File display using multiple fonts simultaneously?

PeterJones

Strange. It seems to be a bug only in Windows 7, so it’s probably to do with Windows 7 font-handling for Unicode. Since it’s dependent on the version of Windows, rather than Notepad++, there’s probably not much we can do.

In theory, since Unicode 3.2, using U+FEFF as a zero-width non-breaking space is deprecated, so U+FEFF should only really be used at the beginning of the file. When U+FEFF is at the beginning of a file (as bytes EF BB BF for a UTF-8 file), Notepad++/Scintilla will properly read that file, and you won’t even notice the BOM at the beginning of the file when editing a UTF-8 file. But BOMs don’t really belong in the middle of files.

Ideally, you would fix whatever process is being used that is incorrectly inserting BOMs at strange places in the document, so it doesn’t trigger the Windows 7 font-handling bug. But, as a workaround, you could do a regex-based Replace All in your document, searching for \x{FEFF} and replacing with nothing (or with something like [!BOM!] so you know where your text-generator is inserting those characters, to help with debug). You can even record a macro of you running that search-and-replace-all, and assign that to a keystroke, so that you can just use a simple keystroke to fix the problem any time it does crop up.

Alan Kilborn

@PeterJones said in File display using multiple fonts simultaneously?:

…when editing a UTF-8 file. But BOMs don’t really belong in the middle of files.

And for UTF-8 files, they (BOM) don’t really belong anywhere at all.
Hint: “BO” stands for “Byte Order”, and there’s no endian stuff going on in files with this format.

I was going to chime in with this earlier, but I didn’t because:

clearly they were needed to expose the font problem
I was unsure if we were always talking about UTF-8 files
hey, who am I to tell people what to put in their data :-)

M Andre Z Eckenrode

@PeterJones said in File display using multiple fonts simultaneously?:

Ideally, you would fix whatever process is being used that is incorrectly inserting BOMs at strange places in the document

As far as I can tell, the BOMs exist in the ExifTool-exported JSON because they exist in the various metadata fields as originally written by Directory Opus. But that’s for another forum…

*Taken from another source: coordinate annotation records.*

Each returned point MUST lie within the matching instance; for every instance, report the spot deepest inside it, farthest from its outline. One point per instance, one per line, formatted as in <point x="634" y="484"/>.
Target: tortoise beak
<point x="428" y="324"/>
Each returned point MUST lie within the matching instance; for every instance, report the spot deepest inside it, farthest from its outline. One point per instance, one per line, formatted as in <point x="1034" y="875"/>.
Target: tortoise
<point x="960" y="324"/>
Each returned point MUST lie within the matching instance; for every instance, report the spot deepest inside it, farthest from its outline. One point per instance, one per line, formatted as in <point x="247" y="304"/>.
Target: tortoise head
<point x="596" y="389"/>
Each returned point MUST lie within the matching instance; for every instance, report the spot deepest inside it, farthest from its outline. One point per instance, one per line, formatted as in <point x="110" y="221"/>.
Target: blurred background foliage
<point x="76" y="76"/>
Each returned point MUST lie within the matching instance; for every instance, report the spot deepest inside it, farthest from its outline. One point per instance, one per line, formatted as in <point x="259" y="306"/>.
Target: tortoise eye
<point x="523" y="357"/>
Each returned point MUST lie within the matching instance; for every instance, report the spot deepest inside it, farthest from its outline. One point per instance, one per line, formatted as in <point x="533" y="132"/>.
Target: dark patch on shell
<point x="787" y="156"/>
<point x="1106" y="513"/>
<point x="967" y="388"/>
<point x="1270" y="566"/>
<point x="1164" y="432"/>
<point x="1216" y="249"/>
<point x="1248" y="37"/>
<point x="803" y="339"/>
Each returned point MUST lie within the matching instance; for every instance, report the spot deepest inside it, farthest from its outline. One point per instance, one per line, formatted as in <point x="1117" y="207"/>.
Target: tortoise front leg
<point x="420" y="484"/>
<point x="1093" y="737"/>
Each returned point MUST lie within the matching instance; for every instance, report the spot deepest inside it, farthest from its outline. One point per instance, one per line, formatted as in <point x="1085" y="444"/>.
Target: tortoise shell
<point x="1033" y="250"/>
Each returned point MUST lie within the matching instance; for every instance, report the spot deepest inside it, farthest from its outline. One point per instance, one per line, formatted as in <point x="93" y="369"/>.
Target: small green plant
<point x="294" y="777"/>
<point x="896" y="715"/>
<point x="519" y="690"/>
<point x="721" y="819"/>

Ideally for ME, in the meantime, I’d like to devise an ExifTool command line to search for all BOMs in metadata and replace them with nothing. But if they’re in the metadata, I want to be able to see so in the exported JSONs.

@Alan-Kilborn said in File display using multiple fonts simultaneously?:

Hint: “BO” stands for “Byte Order”

And all this time I thought it stood for “Body Odor”! :-)

Thanks, both of you, for your input.

Alan Kilborn

@M-Andre-Z-Eckenrode said

And all this time I thought it stood for “Body Odor”! :-)

My off the cuff comment about what BOM stands for was made because often people don’t have a clue about its meaning. They just hear “this file has to have a BOM” and they go in search of the menu options (for example, in Notepad++) that can give their file one, and then they forget about it, never really understanding what it means, why it is (or isn’t) needed, etc.

But I was intending that for other/future readers, not necessarily for you, who seemed to understand its meaning from the start. Sorry if it seemed to be a jab at you – I didn’t mean it to be.

PeterJones

@Alan-Kilborn said in File display using multiple fonts simultaneously?:

hey just hear “this file has to have a BOM”

To be fair, sometimes that’s because another tool expects the BOM, even though it’s meaningless in the UTF-8 environment. As the wiki:BOM article states:

The Unicode Standard permits the BOM in UTF-8, but does not require or recommend its use. Byte order has no meaning in UTF-8, so its only use in UTF-8 is to signal at the start that the text stream is encoded in UTF-8, or that it was converted to UTF-8 from a stream that contained an optional BOM. The standard also does not recommend removing a BOM when it is there, so that round-tripping between encodings does not lose information, and so that code that relies on it continues to work.

So, it can be useful for telling (some) tools that the data stream is, in fact, UTF-8, even though that wasn’t the intended purpose of the Unicode BOM.

PeterJones

@M-Andre-Z-Eckenrode said in File display using multiple fonts simultaneously?:

But if they’re in the metadata, I want to be able to see so in the exported JSONs.

Hopefully my suggested SEARCH=\x{FEFF}, REPLACE=[!BOM!] (or whatever you prefer) is sufficient for that need.

Again, glad we were able the find the culprit, and good luck interacting with your over-zealous BOM system. :-)

M Andre Z Eckenrode

@Alan-Kilborn said in File display using multiple fonts simultaneously?:

Sorry if it seemed to be a jab at you — I didn’t mean it to be.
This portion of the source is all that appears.